The Cover Oregon board will vote on the recommendation Friday.

Oregon’s exchange is seen as the worst of the more than a dozen states that developed their own online health insurance marketplaces. The state is the only one where the general public still can’t use the website to sign up for coverage in one sitting - despite an early start building the site and millions of dollars from the federal government.

Several other states experienced major problems with their exchanges, but so far only one has chosen to replace its site. Maryland recently decided to spend $40 million to $50 million to adopt the technology used on Connecticut’s successful exchange.

Oregon has received a total of $305 million in federal grants to fund its operations from 2011 through the end of this year. As of March, the state has spent nearly $248 million of that money, Cover Oregon interim executive director Clyde Hamstreet said.

Most of that money went toward the botched portal: $134 million in federal funding was paid to Oracle Corp. for building the exchange, and an additional $7 million was spent on paper processing efforts. Currently, Oregonians must use a time-consuming, hybrid paper-online process to sign up for insurance.

Oregon received a monthlong enrollment extension because of the technology problems.
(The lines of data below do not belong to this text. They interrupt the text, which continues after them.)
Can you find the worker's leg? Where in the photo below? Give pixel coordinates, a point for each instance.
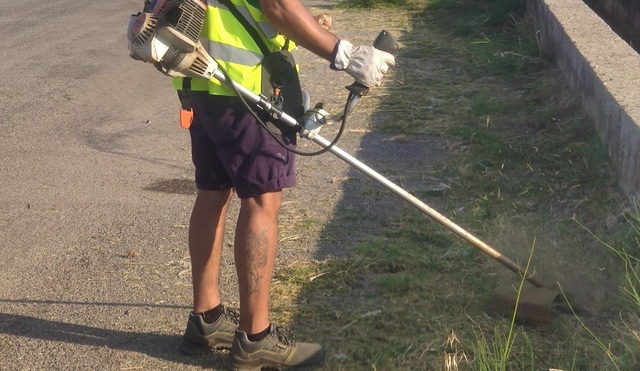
(206, 234)
(255, 249)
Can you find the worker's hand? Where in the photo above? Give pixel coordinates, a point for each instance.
(364, 63)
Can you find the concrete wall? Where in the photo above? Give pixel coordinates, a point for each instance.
(604, 70)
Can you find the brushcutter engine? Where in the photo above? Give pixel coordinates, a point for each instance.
(167, 34)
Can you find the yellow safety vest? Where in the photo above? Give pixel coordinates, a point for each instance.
(229, 43)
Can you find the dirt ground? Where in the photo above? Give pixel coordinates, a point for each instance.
(96, 190)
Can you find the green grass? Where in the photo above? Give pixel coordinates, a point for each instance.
(523, 160)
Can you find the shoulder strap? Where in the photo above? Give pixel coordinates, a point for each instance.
(250, 29)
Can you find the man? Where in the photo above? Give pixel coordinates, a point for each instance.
(232, 153)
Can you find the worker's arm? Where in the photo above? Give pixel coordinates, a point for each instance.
(365, 63)
(293, 20)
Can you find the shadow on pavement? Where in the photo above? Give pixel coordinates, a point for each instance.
(154, 345)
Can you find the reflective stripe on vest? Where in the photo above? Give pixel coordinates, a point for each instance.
(229, 43)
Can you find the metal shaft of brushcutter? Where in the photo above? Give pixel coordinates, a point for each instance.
(366, 170)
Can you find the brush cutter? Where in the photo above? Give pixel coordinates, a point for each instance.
(157, 38)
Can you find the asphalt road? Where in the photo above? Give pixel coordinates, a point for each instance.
(96, 190)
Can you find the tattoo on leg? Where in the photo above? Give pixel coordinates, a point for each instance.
(257, 256)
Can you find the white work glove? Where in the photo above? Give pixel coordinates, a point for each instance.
(364, 63)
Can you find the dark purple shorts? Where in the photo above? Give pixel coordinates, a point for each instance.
(231, 150)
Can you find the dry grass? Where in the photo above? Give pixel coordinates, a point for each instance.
(521, 164)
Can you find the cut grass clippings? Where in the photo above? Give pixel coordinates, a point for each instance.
(524, 161)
Under the health care law, Washington must step in if a state is unable or unwilling to run its own insurance market. Federal officials said the federal exchange is able to add more states, and they are helping Oregon with the transition.

“We are working with Oregon to ensure that all Oregonians have access to quality, affordable health coverage in 2015,” administration spokesman Aaron Albright said.
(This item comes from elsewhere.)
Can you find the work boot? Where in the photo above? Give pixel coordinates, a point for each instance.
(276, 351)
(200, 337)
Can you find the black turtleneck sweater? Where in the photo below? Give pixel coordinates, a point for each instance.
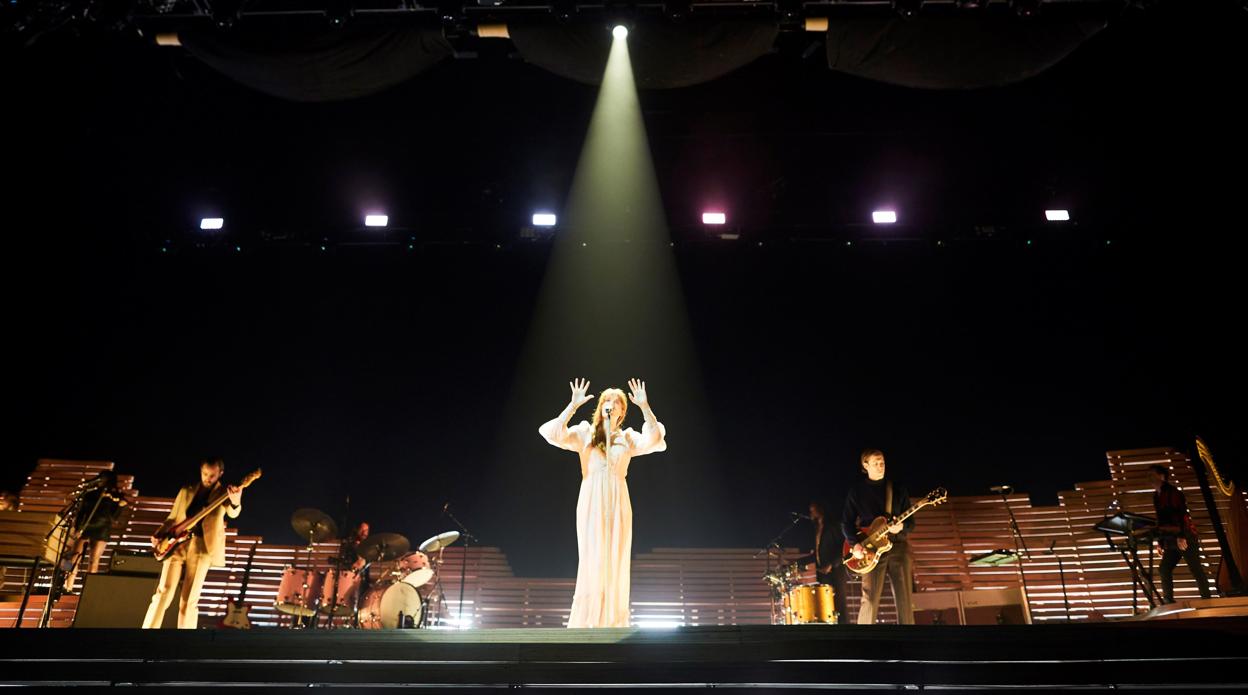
(865, 502)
In March, the federal Government Accountability Office announced an investigation of Oregon’s exchange, including looking at whether the federal government can reclaim grant money given to Cover Oregon if taxpayer funds were mismanaged.

“It is the worst financial failure in information technology in state history - and it was completely avoidable,” said Rep. Greg Walden, who asked for the GAO probe. “Today’s admission of failure underscores the need to stop the waste and get the truth.”

Separately, former Health and Human Services Secretary Kathleen Sebelius asked for an inspector general’s probe into problems with the rollout of the health care law.